Рядом с кабинетом Ельцина в Кремле, за его стеной, был огромный зал для заседаний, но совещания проходили здесь крайне редко. Ельцин терпеть не мог совещания, не любил сидеть во главе стола («Я – дрянь тамада», – часто повторял он). Он плохо запоминал, какая у кого точка зрения, кто о чём говорит, путался, злился, часто выходил из зала, мог вернуться через час-полтора…
Тем более он не выносил, если начиналась свара между своими.
– Шта вы м-молчите?..
– Борис Николаевич… – Лужков встал. – Как мэр Москвы, я очень доволен вашим решением…
– Во-от… – Ельцин тоже встал, было видно, он устал от разговоров, от людей.
Время – два часа дня, Ельцину пора обедать, он плохо спал сегодня ночью, Ельцин спит всё хуже и хуже, у него болит сердце, но он запретил (сам себе) об этом говорить. В нём появилось что-то обречённое, безнадёжное, в нём проступила вдруг тупая покорность обстоятельствам. Где он, куда ушёл, в каких лабиринтах жизни потерялся тот красивый седой богатырь, стоявший (в позапрошлом году) на танке с бумагой-воззванием в руках? Где он, тот яркий, мужественный политик, которому поверила… Хорошо, пусть ему поверила не вся страна, но полстраны точно были им очарованы, ведь такого (политического) успеха в постгорбачёвской России не было ни у кого!..

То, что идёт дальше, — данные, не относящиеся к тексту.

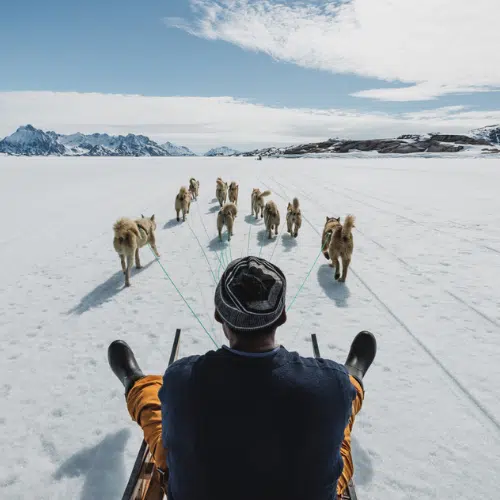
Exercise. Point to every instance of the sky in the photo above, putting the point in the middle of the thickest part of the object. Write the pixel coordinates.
(250, 73)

Лужков видел: пройдёт год, максимум полтора года, и Ельцин совершенно развалится, это будет уже не человек, это будут живые руины, графские развалины, зато те господа, бывшие товарищи, кто подоспеет к нему в этот момент, те граждане, кому свалятся в руки эти руины, этот золотой мешок, они и будут править страной…

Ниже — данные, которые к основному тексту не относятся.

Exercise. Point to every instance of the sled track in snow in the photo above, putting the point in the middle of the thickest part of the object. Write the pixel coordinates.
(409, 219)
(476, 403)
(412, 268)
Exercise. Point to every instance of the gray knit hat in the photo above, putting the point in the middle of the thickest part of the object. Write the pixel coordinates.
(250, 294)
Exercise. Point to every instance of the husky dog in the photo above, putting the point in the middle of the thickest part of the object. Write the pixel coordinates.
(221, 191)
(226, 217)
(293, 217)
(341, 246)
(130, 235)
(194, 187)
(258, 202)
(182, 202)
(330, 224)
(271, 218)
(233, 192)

– Таким образом, ещё раз, Борис Николаевич: как руководителя города меня решение Президента полностью устраивает…
– Во-от! – Ельцин рубанул ладонью воздух, – и вы, Чубайс… не л-лезте в Москву, понимашь! Вам и России достаточно! Мало, что ли? У меня есть кому Москвой заниматься – Лужков!
Ельцин обрадовался: всё, кажется, финал, поговорили, хватит. Сейчас он чуть-чуть отдохнёт, вызовет Коржакова, узнает новости, потом обед… сядет за стол, может быть – нальёт рюмку…
Вопрос ключевой, Ельцин ушёл бы в сторону, отмахнулся бы от всех этих совещаний, этих разговоров, на кой ляд они нужны, но речь – о приватизации, первые соображения, первые итоги. Как здесь без лидера нации?
– …но я гражданин России, – Лужков сделал паузу. Он вдруг покрылся испариной, у него побагровела шея, каждое слово теперь давалось с трудом. Но Лужков, который всегда агрессивно защищал Ельцина, сразу решил, что сейчас, сегодня, он будет говорить всё как есть, до дна.